Meine Flüge waren gebucht: Am 31. März 2016 ging’s von Zürich nach Madrid, zurück am 21. April. Am 20. April flog ich von Santiago de Compostela nach Madrid, denn ich musste noch nach Toledo – dort wartete mein Foodtruck, der fertiggestellt wurde. Der Plan war klar: 500 Kilometer in 20 Tagen.

 

Mentale Vorbereitung
Im ersten Teil dieser Serie ging es um die körperliche Vorbereitung – hier nun um die mentale. Für mich stand fest: Ich gehe den Camino allein. Drei Wochen, in einem fremden Land, mit einer Sprache, die ich zwar spreche, aber nicht perfekt. Ich war nervös, aber Erfahrungen aus Argentinien und England gaben mir Vertrauen. Der mentale Grundstein war also längst gelegt.

 

No risk, no fun
Und ja – ich sprach mittlerweile Spanisch. Aber als ich nach Argentinien ging, konnte ich kein Wort. Nur ein Mini-Wörterbuch im Gepäck. Vorbereitung? Minimal. Mut? Maximal. Genau das ist für mich mentale Stärke: die Haltung „No risk, no fun“.

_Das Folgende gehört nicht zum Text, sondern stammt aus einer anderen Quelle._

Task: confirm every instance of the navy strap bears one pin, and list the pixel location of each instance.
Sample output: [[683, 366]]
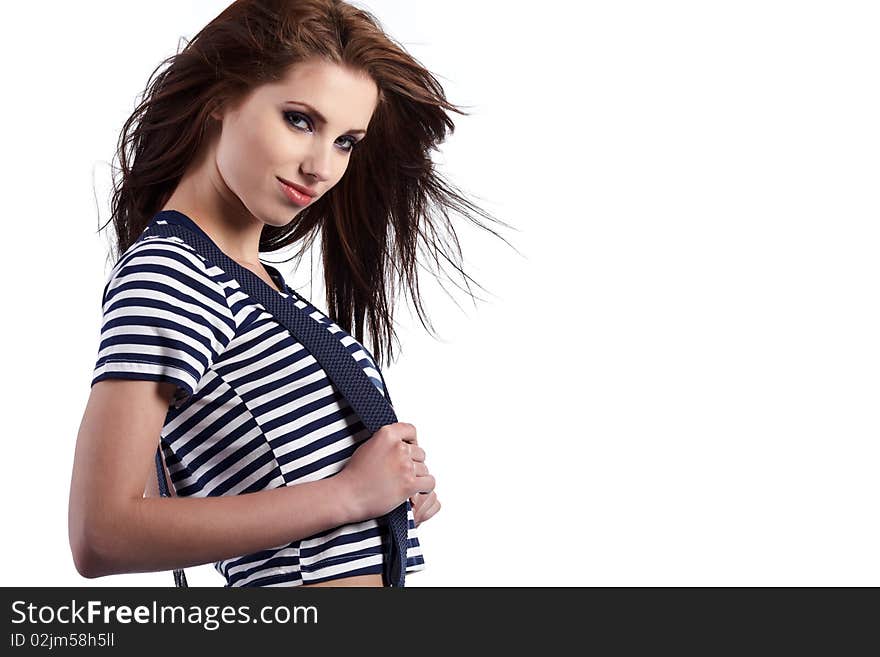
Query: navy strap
[[365, 399]]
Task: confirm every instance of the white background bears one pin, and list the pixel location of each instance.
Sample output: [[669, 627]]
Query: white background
[[674, 382]]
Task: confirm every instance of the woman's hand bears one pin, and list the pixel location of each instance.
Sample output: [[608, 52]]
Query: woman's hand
[[425, 505], [385, 470]]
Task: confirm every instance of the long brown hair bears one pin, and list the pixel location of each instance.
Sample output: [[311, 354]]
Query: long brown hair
[[372, 221]]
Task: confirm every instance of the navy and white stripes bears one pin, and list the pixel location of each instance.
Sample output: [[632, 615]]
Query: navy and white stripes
[[253, 410]]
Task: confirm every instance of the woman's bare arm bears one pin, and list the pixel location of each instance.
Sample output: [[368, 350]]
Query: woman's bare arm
[[114, 529]]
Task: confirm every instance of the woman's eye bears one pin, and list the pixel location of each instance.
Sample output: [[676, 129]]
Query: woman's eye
[[294, 117]]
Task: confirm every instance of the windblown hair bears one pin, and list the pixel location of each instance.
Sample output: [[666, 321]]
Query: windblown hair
[[372, 221]]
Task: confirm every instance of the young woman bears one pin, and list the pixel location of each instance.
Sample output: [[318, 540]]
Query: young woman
[[280, 120]]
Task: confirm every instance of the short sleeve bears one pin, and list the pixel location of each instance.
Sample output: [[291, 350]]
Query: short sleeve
[[164, 317]]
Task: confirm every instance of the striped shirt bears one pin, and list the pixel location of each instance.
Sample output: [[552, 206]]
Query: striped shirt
[[253, 409]]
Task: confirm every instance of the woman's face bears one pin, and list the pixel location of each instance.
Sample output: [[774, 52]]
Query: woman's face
[[300, 129]]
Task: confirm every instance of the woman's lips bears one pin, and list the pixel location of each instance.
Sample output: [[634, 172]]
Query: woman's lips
[[294, 195]]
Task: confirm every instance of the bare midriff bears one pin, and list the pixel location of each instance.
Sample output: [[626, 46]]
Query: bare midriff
[[373, 579]]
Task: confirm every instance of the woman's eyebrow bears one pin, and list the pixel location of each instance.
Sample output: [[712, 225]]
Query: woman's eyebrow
[[320, 116]]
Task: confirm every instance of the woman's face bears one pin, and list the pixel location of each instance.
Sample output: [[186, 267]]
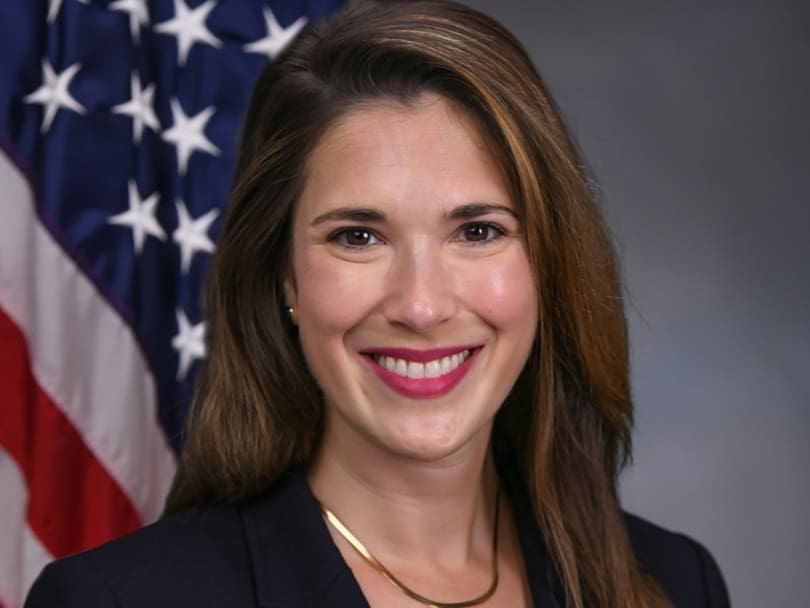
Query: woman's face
[[415, 300]]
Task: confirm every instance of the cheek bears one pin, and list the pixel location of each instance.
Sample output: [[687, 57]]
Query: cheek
[[333, 294], [505, 292]]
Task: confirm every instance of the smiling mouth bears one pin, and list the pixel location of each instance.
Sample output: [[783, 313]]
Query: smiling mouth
[[417, 370], [422, 374]]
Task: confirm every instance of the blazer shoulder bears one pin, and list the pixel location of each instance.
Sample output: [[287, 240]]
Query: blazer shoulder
[[683, 567], [198, 558]]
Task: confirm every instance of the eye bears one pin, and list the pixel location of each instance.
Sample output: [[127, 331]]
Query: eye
[[480, 232], [354, 238]]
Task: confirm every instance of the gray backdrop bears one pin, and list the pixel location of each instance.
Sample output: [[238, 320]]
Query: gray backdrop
[[693, 117]]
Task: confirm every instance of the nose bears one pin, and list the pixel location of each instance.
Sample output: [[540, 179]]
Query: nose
[[420, 291]]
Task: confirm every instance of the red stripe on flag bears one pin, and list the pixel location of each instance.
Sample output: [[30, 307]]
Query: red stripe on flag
[[74, 504]]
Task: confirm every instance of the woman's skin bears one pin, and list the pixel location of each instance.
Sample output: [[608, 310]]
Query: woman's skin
[[406, 246]]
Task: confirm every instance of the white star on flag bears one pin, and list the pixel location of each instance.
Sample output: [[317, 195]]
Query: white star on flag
[[192, 234], [189, 27], [277, 37], [53, 93], [139, 107], [53, 9], [138, 15], [140, 217], [189, 342], [187, 134]]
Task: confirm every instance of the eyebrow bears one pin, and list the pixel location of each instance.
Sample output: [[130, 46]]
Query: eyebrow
[[354, 214], [365, 214], [473, 210]]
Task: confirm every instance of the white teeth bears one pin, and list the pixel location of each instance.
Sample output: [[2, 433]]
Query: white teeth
[[416, 370], [430, 369], [433, 369]]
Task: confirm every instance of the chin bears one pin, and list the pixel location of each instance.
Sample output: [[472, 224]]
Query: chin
[[434, 445]]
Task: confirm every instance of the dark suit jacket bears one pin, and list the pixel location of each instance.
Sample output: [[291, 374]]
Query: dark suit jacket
[[276, 552]]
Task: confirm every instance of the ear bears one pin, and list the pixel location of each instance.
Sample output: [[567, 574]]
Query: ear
[[290, 293]]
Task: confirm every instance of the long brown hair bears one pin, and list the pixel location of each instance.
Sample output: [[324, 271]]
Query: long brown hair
[[257, 410]]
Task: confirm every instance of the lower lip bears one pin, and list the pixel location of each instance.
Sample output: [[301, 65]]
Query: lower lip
[[423, 388]]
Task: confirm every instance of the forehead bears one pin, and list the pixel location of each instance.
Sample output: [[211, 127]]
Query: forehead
[[388, 152]]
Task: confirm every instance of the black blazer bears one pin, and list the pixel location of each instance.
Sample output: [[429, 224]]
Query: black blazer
[[276, 552]]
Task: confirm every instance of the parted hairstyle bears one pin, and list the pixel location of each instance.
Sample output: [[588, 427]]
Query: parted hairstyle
[[257, 410]]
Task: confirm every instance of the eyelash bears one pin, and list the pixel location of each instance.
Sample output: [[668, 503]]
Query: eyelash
[[340, 236]]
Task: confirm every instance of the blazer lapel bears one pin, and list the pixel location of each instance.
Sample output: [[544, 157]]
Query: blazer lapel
[[544, 584], [297, 565], [295, 562]]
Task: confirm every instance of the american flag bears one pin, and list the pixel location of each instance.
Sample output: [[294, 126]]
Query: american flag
[[118, 127]]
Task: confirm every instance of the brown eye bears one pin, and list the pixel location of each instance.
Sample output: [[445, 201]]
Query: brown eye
[[476, 232], [480, 233], [357, 238]]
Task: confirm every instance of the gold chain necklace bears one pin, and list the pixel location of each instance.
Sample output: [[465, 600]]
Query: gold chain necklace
[[374, 562]]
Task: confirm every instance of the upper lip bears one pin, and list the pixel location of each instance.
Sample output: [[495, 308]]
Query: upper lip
[[417, 356]]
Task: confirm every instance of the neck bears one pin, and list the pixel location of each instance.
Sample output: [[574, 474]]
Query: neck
[[440, 511]]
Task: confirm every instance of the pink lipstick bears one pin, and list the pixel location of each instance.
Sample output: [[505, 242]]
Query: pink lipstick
[[421, 374]]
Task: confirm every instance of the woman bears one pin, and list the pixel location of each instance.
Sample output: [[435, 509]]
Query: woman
[[417, 385]]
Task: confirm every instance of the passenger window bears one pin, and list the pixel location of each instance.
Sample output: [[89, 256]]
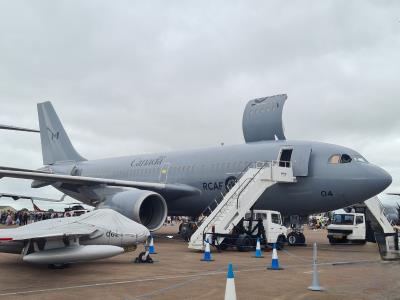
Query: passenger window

Die ersten Tage verliefen gut. Schönes Wetter, entspannte Etappen, erste Bekanntschaften – und viel Ruhe. Ich schrieb viel Tagebuch. Doch ohne echte Gespräche, allein beim Abendessen, wuchs der Wunsch nach Gesellschaft. Als dann noch Regen, Wind und Kälte dazukamen, sank meine Stimmung.

Unterwegs geht jeder seinen Weg
Genau in diesem Moment traf ich Miguel. Ein Mann in den Sechzigern, topfit, unterwegs auf seinem fünften Camino. Ein lebensfroher Typ mit trockenem Humor und einer Schwäche für gutes Essen. Wir verstanden uns sofort. Und einen Michelin-Guide in Menschengestalt an meiner Seite zu haben, war ein Geschenk. Viele Pilger ticken ähnlich: Unterwegs geht jeder seinen Weg, aber morgens und abends freut man sich über bekannte Gesichter. Also frühstückten Miguel und ich zusammen, bestimmten unser Tagesziel und liefen dann jeweils alleine los – um uns abends in der vereinbarten Herberge wiederzutreffen. Meine Laune besserte sich schlagartig.

Düstere Gedanken
Tag 6: Schmerzen im linken Fuss – Erschöpfung. Mit Mühe schleppte ich mich nach Puebla de Sanabria, eine wunderschöne Stadt. Ich verabschiedete mich von Miguel und pausierte zwei Tage. Tolles Hostel, gutes Essen – und doch: düstere Gedanken. Zweifel, Einsamkeit, Heimweh. Die mentale Belastung wuchs. Aber mein Ziel war Santiago. Ich erholte mich, nahm doppelt Ibuprofen und sammelte Kraft.

 

Ist das ein Zeichen?
Am dritten Tag ging es weiter – mit Schmerzen. Regen, später Schneesturm. Ich fragte mich: Soll ich abbrechen? In Lubián traf ich überraschend Miguel – er hatte seine Etappe wegen des Wetters unterbrochen. Ein Geschenk des Himmels. Am nächsten Tag stapften wir gemeinsam durch kniehohen Schnee. Die Kälte betäubte den Schmerz, wir kamen gut voran.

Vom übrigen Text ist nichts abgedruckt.